The Viet Minh Communists delayed several times--once, they said, because rain had hampered their transport. Then, some hours after last week's deadline for exchanging prisoners was past, they handed over their highest-ranking captive: Brigadier General Christian de Castries, 52, the dauntless but defeated commander of Dienbienphu, who had spent four months in Red hands. He seemed years older, much thinner, and his hair was greyer. He refused a stretcher. He admitted that he was not in good shape, but said he was a hard man, that he would be all right after a glass of wine and a few days of rest.

Since he had had almost nothing to eat except rice during his imprisonment, he called for a dish of French fries and downed them ravenously. He cabled his blonde wife Jacqueline, who expected him in Paris in a few days: FREED TODAY, RETURNING TO HANOI. PASSIONATELY, CHRISTIAN.

Only a naval officer and an army doctor met him at Viettri, the exchange point near the Red River. "Where is my staff?" said Christian de Castries.

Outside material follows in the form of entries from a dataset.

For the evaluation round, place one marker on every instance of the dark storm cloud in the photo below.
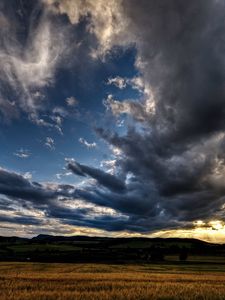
(176, 160)
(172, 165)
(107, 180)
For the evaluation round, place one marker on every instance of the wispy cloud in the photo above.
(50, 143)
(22, 153)
(87, 144)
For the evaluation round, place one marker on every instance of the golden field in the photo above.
(41, 281)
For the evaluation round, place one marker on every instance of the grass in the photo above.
(42, 281)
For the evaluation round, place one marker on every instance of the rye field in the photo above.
(43, 281)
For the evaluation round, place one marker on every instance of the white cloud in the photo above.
(27, 175)
(118, 81)
(87, 144)
(22, 153)
(71, 101)
(107, 20)
(50, 143)
(27, 69)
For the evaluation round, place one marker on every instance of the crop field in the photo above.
(35, 281)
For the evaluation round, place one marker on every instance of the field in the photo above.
(35, 281)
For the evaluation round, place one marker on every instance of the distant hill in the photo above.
(102, 249)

The unpleasant fact was that, in the bitterness of defeat, some senior French officers had refused to go to Viettri on the ground that De Castries' defense tactics at Dienbienphu had been faulty and that he was partly responsible for the fall of the fortress. To reporters, De Castries said that he had never run up a white flag, even when Dienbienphu was overrun. After his capture, he had no water during the first four days and was kept in isolation, guarded by four Viet Minh soldiers. Eventually he was taken before General Vo Nguyen Giap, the crafty Viet Minh commander, but would not reveal what they talked about.

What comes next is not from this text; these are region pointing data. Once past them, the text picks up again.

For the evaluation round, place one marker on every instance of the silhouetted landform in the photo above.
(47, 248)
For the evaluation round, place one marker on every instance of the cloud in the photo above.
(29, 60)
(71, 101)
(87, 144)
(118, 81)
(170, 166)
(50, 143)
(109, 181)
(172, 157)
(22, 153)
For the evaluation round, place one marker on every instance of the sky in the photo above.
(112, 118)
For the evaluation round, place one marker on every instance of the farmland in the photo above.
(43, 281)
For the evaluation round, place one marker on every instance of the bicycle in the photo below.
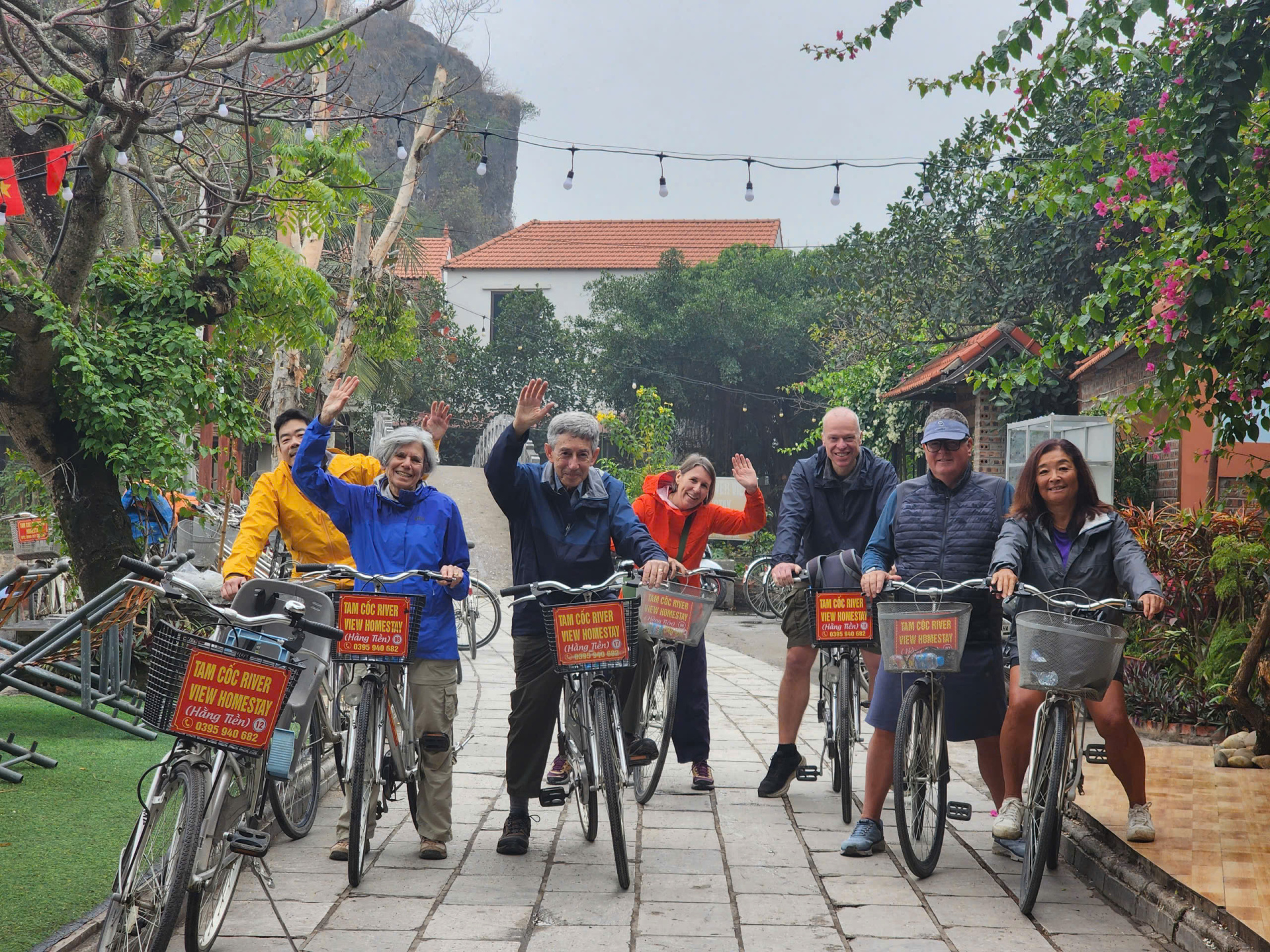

The general spent his first night of freedom on a U.S. landing craft moored in the Red River. He stripped off his drab prison clothes, threw them into the water, donned a fresh uniform with the jaunty red cap of the Moroccan spahis. Next day he sailed to Hanoi and was greeted on the dock by General Rene Cogny, wartime commander in the northern theater, who is still in command pending the Communist takeover. As he embraced Cogny, De Castries burst into tears. "Excuse me," he said. "It's foolish, but I cannot control my emotion." Then Cogny, also visibly moved, whisked the returned hero off to the villa that De Castries had lived in before he went to Dienbienphu.

The Communists returned some 15,000 prisoners; the French sent 63,000 Viet Minh captives back to Communism. This left unknown the fate of about 25,000 French Union troops, including 20,000 Vietnamese, and the Communists showed no sign of accounting for them. Among those freed by the Reds were five U.S. Air Force technicians, captured while absent without leave and swimming at a beach.